Colpiti duramente dalla crisi economica e dalle politiche di austerità, diversi paesi sono, infatti, ricorsi all’aumento delle tasse sugli alcolici, spingendo sempre più cittadini a rivolgersi al mercato nero. In Grecia, ad esempio, l’aumento delle imposte nel comparto è risultato in entrate fiscali corrispondenti minori del previsto. Tra il 2009 e il 2011, il comparto del paese è stato affossato da aumenti fino al 125% di tassazione. A ciò va aggiunto l’aumento dell’Iva dal 19% al 23%.

Secondo Paul Skehan, direttore generale di spiritsEUROPE, “si tratta di azioni che stendono un tappeto rosso ai contrabbandieri che offrono i loro prodotti ad una frazione del prezzo di mercato degli originali. Inoltre, c’è un vero rischio per la salute di cittadini e turisti”, ha spiegato Skehan. Il dirigente ha quindi ricordato le 45 persone morte nel 2012 in Repubblica Ceca, Slovacchia e Polonia dopo aver bevuto prodotti con metanolo. Il direttore ha allo stesso tempo apprezzato gli sforzi del governo greco per combattere la piaga dell'alcool illecito, come nel caso delle squadre mobili impiegate a tale scopo. “Ma queste misure”, conclude, “devono essere accompagnate da una riduzione della tassazione tale da impedire al mercato nero di fiorire”, ha concluso.

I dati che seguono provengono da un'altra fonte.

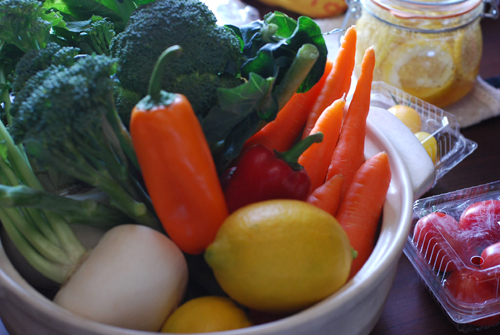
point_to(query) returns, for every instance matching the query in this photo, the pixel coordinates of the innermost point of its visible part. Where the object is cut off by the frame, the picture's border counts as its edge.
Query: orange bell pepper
(177, 165)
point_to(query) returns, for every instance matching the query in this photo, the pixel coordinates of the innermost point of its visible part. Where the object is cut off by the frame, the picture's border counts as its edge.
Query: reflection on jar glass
(431, 50)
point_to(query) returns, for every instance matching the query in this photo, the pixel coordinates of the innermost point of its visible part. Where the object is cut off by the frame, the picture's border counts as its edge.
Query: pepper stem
(154, 87)
(292, 155)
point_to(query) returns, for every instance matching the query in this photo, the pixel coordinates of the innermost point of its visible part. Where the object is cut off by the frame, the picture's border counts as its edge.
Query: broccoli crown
(21, 24)
(37, 60)
(61, 104)
(97, 38)
(208, 50)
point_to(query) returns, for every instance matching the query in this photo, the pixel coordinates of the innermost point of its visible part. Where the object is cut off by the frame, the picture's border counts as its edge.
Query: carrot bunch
(343, 183)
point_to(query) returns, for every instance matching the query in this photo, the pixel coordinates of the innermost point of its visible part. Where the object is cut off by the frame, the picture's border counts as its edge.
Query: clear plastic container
(451, 146)
(453, 246)
(430, 49)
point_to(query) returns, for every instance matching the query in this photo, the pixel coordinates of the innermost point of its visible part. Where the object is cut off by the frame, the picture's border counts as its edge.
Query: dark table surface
(410, 309)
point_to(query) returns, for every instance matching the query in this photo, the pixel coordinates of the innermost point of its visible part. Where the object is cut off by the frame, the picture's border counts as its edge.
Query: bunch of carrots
(343, 183)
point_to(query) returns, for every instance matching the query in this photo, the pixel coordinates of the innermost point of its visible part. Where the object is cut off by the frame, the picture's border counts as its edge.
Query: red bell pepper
(262, 174)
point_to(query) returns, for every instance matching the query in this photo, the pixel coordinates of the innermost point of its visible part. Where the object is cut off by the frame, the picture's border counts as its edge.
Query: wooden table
(410, 309)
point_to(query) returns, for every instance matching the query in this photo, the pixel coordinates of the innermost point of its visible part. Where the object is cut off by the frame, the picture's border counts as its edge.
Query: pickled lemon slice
(467, 51)
(423, 68)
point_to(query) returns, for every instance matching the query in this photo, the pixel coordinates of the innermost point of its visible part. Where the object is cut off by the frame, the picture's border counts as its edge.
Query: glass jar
(429, 49)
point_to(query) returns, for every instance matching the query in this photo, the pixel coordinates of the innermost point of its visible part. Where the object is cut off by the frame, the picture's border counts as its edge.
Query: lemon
(370, 32)
(206, 314)
(423, 68)
(430, 144)
(280, 256)
(467, 51)
(408, 116)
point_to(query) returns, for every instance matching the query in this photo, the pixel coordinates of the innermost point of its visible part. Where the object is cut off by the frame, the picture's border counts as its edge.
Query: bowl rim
(377, 267)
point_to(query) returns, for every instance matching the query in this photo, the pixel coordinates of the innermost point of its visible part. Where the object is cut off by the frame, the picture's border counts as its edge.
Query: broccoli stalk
(43, 237)
(65, 117)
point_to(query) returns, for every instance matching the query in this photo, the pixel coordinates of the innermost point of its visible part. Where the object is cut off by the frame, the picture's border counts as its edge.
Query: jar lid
(432, 9)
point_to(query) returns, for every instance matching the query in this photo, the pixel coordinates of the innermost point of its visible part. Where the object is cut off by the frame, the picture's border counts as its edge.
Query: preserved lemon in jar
(429, 49)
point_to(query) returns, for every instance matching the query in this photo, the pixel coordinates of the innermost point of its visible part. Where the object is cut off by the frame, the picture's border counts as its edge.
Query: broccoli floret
(209, 50)
(97, 37)
(125, 101)
(37, 60)
(66, 119)
(21, 24)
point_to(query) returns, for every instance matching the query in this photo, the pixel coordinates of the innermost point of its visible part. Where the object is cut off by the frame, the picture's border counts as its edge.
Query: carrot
(349, 152)
(327, 196)
(316, 158)
(339, 80)
(360, 210)
(281, 133)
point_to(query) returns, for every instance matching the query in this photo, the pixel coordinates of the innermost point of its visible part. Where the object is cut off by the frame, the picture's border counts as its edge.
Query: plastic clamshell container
(452, 146)
(463, 250)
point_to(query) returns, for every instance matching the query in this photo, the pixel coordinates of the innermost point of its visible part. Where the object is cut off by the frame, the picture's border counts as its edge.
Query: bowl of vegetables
(180, 200)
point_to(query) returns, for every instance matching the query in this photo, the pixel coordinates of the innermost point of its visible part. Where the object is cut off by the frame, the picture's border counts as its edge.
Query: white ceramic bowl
(352, 310)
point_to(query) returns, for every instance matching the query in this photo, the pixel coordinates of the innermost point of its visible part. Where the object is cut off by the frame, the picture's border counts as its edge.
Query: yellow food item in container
(434, 56)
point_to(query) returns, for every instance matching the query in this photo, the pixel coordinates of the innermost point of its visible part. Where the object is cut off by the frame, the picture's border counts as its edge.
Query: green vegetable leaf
(238, 103)
(274, 42)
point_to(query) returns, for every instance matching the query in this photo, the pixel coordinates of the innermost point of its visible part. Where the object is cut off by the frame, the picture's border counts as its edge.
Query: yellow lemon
(423, 68)
(429, 143)
(370, 32)
(467, 51)
(408, 116)
(206, 314)
(280, 256)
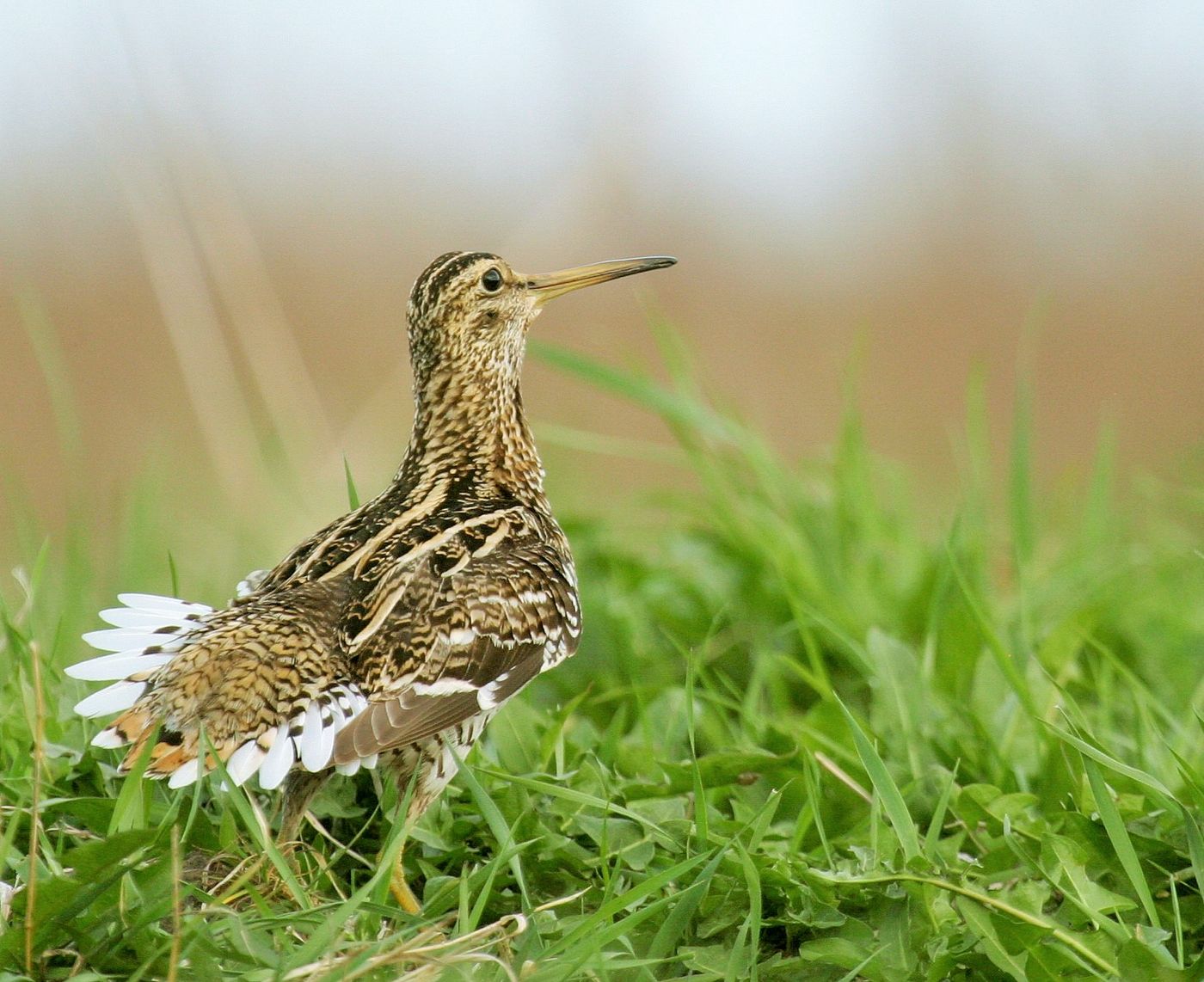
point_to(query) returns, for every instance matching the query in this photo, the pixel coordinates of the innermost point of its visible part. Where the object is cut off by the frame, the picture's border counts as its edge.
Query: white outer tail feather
(144, 635)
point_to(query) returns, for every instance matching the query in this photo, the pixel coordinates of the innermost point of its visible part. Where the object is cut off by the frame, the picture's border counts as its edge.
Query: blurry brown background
(211, 216)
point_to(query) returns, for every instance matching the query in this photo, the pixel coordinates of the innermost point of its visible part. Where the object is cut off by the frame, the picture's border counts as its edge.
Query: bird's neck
(473, 430)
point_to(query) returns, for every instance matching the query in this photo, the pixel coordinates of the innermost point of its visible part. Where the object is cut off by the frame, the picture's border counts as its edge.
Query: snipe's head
(469, 312)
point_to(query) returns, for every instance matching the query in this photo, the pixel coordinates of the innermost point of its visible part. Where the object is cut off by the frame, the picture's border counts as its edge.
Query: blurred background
(211, 216)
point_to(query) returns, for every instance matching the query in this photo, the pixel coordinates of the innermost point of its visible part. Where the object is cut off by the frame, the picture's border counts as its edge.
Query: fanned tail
(147, 635)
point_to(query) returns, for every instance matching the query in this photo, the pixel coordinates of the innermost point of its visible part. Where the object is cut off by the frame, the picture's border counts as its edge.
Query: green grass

Inoltre, l’EUIPO ha calcolato come il mercato illecito costi ogni a livello europeo la perdita di 4.800 posti di lavoro. Ma l’effetto degli alcolici contraffatti si fa anche sentire  in altri settori.“Se prendiamo in considerazione gli effetti collaterali, le perdite di lavoro ammontano ad ulteriori 18.500 posti, di cui 8.600 nel settore dell’agricoltura e 1.300 nell’industria alimentare”, spiega l'Ufficio europeo per i brevetti.

António Campinos, direttore esecutivo dell'EUIPO, ha sottolineato come il comparto degli alcolici in Europa, consista in aziende di piccola e media taglia, con una media di 10 impiegati per impresa. “Questo rapporto valuta l'impatto economico della contraffazione a livello settoriale, ma anche le sue conseguenze per l’economia europea nel suo complesso", ha concluso il funzionario.